Artificial intelligence (AI) has the potential to dramatically transform how society interacts with information technology, particularly how personal information will interconnect with the hardware and software systems people use on a daily basis. The combination of developing AI systems and a digitally connected society could transform our culture in a manner not seen since the Industrial Revolution. Experts in the field of AI disagree on the pace at which the technology will develop; however, cognitive computing and machine learning are likely to affect homeland security in the coming years. Criminals, motivated by profit, are likely to adapt future AI software systems to their operations, further complicating present-day cybercrime investigations. If the homeland security enterprise is going to be prepared for the potential malicious usage of AI technology, it must begin to examine how criminal elements may use the technology and what should be done today to ensure it is ready for tomorrow’s threat.
This thesis examines how transnational criminal organizations and cybercriminals may leverage developing AI technology to conduct more sophisticated criminal activities and what steps the homeland security enterprise should take to prepare. A byproduct of ongoing research is that criminals may create malevolent AI. Cybercriminals, motivated by profit, may attempt to develop proxy AI systems that mask their involvement, avoid risk, and direct attribution and responsibility. The malicious use of AI could threaten digital security, and machines could become as proficient at hacking and social engineering as human cybercriminals. The ability to detect cybersecurity attacks from malicious AI is predicated on an examination of these technologies and their application to existing criminal patterns and activities. Criminals have long demonstrated that they are early adopters of new technologies, and they will almost certainly incorporate AI into their criminal enterprises.
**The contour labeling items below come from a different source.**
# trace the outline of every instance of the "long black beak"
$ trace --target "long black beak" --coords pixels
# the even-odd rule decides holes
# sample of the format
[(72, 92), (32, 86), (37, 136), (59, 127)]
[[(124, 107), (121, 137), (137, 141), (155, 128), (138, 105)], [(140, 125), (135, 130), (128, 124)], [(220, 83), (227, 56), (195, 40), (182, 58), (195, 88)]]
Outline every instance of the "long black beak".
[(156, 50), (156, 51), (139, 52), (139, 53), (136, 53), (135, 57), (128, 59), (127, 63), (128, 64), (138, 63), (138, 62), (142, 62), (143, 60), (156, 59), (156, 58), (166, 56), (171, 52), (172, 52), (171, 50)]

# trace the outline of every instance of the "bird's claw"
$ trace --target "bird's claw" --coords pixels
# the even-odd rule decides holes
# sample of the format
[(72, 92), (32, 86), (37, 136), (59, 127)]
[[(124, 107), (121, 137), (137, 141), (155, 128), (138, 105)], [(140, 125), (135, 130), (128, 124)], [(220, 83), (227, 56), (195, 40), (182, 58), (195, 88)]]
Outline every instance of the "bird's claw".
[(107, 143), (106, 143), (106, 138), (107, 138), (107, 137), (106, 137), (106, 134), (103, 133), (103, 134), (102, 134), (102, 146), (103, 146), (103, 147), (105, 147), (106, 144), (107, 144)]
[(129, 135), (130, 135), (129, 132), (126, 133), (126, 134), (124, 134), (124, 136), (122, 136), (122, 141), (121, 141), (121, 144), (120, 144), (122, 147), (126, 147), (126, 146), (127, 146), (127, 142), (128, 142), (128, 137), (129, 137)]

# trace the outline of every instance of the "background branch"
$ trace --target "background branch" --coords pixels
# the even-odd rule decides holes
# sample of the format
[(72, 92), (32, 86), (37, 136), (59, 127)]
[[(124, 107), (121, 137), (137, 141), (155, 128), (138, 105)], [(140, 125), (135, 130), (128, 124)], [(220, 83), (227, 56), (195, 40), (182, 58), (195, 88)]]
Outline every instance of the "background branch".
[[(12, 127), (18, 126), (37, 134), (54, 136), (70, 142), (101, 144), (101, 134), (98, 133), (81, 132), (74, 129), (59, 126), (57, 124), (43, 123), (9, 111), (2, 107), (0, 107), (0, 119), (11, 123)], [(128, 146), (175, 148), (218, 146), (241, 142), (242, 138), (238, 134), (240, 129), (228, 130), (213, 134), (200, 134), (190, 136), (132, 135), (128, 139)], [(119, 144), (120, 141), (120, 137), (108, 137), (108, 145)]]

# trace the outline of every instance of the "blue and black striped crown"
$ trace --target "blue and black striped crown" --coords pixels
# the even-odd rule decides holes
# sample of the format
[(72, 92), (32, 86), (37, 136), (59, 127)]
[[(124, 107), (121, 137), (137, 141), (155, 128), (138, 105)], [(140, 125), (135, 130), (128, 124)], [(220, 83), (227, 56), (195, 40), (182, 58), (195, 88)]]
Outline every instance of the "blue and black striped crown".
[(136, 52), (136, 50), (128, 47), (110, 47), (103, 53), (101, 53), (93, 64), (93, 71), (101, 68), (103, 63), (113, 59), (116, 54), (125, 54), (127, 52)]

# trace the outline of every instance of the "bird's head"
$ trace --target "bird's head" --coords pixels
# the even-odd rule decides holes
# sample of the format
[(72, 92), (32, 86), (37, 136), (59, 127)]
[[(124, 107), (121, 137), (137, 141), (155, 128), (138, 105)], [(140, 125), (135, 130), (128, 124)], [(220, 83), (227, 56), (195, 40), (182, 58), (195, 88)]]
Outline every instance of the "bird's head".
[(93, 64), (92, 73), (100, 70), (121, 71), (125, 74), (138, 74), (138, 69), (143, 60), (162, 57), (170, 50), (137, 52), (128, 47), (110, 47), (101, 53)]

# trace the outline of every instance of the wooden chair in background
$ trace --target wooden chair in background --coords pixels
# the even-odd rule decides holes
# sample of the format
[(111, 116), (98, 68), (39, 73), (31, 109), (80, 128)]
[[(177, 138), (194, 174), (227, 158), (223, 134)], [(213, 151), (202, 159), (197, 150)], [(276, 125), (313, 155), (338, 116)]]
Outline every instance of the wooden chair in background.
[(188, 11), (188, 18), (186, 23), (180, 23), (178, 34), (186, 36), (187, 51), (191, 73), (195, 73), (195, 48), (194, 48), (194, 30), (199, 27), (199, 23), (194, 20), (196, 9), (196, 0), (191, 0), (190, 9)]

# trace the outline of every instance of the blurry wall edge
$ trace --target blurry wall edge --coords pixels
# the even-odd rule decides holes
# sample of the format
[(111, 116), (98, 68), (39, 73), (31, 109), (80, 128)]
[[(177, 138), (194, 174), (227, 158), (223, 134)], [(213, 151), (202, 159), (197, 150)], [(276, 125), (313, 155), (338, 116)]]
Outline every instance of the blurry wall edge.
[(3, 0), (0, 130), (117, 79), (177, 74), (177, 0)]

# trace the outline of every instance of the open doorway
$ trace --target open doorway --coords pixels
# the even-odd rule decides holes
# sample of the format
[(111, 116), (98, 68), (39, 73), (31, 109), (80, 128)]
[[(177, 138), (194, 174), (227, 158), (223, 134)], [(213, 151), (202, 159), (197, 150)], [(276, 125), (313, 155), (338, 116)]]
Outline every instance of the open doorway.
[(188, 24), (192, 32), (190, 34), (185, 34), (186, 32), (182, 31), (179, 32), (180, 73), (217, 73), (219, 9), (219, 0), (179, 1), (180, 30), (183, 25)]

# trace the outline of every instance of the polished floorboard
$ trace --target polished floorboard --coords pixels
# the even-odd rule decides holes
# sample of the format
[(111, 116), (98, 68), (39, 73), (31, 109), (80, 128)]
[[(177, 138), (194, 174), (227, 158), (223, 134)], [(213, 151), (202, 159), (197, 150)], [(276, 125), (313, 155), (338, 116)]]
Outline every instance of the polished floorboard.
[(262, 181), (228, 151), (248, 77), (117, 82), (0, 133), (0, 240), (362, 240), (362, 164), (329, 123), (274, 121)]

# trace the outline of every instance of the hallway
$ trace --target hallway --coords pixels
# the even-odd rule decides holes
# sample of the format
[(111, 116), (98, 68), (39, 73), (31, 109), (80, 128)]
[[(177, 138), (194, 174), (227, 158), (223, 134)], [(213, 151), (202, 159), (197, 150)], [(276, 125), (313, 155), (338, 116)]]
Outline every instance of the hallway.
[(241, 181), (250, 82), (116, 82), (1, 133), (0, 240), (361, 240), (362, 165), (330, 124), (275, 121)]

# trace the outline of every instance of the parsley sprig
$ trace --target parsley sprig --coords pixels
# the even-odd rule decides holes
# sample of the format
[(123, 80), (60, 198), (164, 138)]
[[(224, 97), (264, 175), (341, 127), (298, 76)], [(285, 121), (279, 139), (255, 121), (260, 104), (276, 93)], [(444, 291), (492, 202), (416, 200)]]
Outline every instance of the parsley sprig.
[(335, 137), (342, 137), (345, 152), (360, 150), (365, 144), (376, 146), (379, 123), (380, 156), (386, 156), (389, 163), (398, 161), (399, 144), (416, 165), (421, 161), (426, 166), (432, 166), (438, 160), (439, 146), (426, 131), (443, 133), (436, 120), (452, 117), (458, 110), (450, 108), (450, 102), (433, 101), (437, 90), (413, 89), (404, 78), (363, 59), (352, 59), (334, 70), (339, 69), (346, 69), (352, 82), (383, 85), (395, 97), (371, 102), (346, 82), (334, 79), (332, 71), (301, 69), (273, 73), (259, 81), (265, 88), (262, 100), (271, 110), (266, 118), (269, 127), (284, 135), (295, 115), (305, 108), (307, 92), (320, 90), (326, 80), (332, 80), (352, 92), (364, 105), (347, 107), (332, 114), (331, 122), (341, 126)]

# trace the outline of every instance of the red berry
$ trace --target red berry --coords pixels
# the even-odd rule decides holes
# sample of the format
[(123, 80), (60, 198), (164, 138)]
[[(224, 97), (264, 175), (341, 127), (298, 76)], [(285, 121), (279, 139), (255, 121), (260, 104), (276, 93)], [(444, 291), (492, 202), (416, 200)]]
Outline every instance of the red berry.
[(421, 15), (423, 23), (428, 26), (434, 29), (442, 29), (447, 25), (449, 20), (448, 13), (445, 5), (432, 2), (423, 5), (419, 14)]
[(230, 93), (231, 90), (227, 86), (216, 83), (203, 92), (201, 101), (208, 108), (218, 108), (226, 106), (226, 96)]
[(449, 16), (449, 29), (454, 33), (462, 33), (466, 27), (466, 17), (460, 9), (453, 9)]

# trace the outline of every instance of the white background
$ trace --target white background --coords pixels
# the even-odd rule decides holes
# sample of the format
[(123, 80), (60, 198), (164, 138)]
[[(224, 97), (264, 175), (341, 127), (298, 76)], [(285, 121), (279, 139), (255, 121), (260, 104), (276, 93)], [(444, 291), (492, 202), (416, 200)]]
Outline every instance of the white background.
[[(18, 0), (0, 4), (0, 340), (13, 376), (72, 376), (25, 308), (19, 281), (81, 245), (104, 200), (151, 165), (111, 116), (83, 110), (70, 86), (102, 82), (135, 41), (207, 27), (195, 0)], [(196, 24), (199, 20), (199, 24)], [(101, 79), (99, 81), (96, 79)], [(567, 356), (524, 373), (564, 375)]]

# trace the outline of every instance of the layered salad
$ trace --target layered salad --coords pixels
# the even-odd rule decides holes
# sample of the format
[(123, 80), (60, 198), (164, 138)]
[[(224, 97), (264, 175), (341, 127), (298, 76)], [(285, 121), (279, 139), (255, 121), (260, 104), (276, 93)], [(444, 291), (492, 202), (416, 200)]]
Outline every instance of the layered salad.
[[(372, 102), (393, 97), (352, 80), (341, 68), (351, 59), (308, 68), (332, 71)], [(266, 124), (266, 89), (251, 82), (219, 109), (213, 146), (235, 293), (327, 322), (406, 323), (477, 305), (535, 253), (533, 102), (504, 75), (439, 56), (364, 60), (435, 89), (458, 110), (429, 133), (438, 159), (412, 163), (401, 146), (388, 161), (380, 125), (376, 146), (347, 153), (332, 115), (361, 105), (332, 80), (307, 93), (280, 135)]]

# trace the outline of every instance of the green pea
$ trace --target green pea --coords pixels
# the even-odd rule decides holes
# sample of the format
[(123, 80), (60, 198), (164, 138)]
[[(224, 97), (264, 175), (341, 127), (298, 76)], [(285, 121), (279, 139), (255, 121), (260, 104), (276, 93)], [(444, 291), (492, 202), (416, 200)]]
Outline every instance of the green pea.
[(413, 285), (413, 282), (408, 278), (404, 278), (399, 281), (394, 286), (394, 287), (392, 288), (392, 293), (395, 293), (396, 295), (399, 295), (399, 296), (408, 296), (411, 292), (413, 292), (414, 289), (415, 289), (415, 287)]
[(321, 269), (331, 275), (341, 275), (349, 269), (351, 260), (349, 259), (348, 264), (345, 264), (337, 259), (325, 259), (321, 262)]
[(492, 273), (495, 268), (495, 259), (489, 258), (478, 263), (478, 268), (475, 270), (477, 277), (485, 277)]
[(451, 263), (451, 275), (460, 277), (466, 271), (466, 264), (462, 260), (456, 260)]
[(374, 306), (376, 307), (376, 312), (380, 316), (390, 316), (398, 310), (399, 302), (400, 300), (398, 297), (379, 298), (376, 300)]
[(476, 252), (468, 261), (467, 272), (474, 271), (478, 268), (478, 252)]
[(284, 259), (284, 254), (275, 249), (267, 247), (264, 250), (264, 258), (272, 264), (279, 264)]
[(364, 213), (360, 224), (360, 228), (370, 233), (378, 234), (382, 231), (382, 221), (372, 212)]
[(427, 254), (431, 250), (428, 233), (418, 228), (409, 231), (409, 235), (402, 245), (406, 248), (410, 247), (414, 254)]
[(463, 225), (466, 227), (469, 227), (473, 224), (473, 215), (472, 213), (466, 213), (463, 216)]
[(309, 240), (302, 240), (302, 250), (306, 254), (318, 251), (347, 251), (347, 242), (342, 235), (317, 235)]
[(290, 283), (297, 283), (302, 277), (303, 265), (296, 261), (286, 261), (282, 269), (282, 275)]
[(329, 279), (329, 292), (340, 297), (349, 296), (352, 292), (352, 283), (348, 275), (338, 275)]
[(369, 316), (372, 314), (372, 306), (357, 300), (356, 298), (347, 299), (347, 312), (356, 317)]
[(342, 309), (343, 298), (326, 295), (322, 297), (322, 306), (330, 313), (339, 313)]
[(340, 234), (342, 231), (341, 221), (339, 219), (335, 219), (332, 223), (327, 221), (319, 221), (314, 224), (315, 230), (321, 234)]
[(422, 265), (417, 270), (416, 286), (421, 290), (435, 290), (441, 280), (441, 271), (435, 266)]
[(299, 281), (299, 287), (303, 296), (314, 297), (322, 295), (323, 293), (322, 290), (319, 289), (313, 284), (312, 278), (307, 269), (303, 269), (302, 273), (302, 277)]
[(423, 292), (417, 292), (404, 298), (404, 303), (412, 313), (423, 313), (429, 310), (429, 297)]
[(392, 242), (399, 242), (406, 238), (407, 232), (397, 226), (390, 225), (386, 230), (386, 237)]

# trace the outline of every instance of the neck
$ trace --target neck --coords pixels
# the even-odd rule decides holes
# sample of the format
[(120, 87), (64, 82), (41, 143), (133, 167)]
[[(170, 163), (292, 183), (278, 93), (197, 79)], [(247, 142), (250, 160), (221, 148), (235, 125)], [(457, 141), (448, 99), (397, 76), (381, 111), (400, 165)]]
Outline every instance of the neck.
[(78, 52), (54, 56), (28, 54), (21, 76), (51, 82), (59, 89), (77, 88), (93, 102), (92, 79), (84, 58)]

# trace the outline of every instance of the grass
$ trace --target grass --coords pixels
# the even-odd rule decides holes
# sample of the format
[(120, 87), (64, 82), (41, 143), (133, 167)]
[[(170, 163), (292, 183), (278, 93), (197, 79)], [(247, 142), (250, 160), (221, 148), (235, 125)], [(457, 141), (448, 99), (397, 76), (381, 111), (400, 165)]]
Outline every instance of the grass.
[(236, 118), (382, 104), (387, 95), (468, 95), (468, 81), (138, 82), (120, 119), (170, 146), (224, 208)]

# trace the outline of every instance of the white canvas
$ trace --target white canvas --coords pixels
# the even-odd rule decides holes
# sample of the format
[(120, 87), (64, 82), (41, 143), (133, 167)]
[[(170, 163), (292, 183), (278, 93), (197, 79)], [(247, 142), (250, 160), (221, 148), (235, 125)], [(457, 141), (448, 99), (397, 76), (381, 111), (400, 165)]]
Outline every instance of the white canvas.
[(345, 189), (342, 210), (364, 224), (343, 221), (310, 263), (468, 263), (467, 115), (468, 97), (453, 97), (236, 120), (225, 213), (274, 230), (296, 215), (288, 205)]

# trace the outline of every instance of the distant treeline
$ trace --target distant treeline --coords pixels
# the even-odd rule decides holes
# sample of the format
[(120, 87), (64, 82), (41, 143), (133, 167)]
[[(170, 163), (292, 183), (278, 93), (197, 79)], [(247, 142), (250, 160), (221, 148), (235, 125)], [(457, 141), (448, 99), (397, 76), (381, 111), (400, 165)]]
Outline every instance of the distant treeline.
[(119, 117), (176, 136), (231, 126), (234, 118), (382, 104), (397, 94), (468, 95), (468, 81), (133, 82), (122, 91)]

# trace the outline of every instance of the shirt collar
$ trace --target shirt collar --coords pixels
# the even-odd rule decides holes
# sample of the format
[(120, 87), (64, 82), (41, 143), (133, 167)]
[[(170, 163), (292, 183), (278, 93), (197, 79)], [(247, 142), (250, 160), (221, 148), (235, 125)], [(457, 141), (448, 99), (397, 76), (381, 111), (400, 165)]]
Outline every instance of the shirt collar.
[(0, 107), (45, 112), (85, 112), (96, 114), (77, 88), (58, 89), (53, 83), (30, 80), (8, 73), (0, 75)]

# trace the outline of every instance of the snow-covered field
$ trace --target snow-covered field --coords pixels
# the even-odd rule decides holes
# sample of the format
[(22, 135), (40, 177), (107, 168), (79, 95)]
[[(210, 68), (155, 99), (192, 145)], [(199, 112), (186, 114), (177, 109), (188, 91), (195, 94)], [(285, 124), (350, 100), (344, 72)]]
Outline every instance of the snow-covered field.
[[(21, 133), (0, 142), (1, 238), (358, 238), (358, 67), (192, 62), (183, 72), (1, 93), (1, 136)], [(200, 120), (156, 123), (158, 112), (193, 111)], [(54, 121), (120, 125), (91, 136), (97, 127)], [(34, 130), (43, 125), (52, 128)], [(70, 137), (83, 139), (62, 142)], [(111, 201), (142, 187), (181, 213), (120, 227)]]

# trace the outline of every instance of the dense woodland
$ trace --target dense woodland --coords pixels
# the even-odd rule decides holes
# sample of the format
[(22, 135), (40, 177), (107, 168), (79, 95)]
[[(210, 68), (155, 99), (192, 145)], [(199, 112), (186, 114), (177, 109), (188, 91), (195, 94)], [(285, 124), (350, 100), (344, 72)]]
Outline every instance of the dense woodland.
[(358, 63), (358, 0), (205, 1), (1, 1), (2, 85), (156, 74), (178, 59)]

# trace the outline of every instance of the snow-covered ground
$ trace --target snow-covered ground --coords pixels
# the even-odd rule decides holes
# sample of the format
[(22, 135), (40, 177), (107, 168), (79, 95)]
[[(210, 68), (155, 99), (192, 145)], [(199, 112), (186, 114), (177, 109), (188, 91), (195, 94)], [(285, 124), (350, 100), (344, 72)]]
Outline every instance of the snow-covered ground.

This thesis applied a red-teaming approach—using a future scenario methodology—to project how cybercriminals may use AI systems and what should be done now to protect the United States from the malicious use of AI. The analysis first considered current fields of AI research, likely timelines for technological developments, and AI’s perceived impact on daily life in the United States over the next ten years. Next, the analysis examined how present-day cybercrime threats—such as remote-controlled aerial systems, the ability to create fake video files, spear phishing attacks, and social media profiling—could be enhanced by future AI systems. The final step in the analysis was to examine these scenarios and build countermeasures that homeland security officials in the United States could employ to mitigate the potential risks of malicious AI. The criminal use of AI will likely affect multiple echelons of government, and a strategic review analyzes the policy framework required to confront the threats identified in the AI scenarios. Best practices from foreign partners were examined to find strategies and methodologies that could be applied within the United States. A tactical review analyzed how law enforcement agencies could respond to the attacks in the AI scenarios and what existing law enforcement operations could be adapted to prepare for malicious AI.
The progression of AI is uncertain, and the scenarios highlight the ways that cybercriminals could leverage even relatively minor technological developments. Education and awareness of emerging technologies should form the basis of how cybercrime is examined. The thesis recommends that the homeland security enterprise expand outreach programs and partner with private industry and academia that are developing AI systems in order to understand the dual-use implications of emerging AI technology. Public security officials also have much to offer the AI research community; perspectives from law enforcement, emergency response, policymakers, and intelligence officials will be vital to assisting in the development of safe and ethical AI systems. Federal agencies with cybercrime enforcement authority should develop strategies that align with existing national cyber and AI strategies and can form the framework for confronting the potential challenge of future AI-enabled cybercrime.
This research concludes that the potential threats posed by cybercriminals’ use of AI are not a challenge that can be mitigated by any one agency. Rather, a coalition of willing partners across multiple echelons of government, private industry, and academia will need to work together to combat future cybercrime. International partnerships with law enforcement agencies and associations that support anti-crime operations will also be critical in tracking, investigating, and prosecuting future cybercrime. This thesis begins the discussion of how to confront the challenge of future AI-enabled cybercrime and seeks to expand awareness of how to combat dual-use emerging technologies.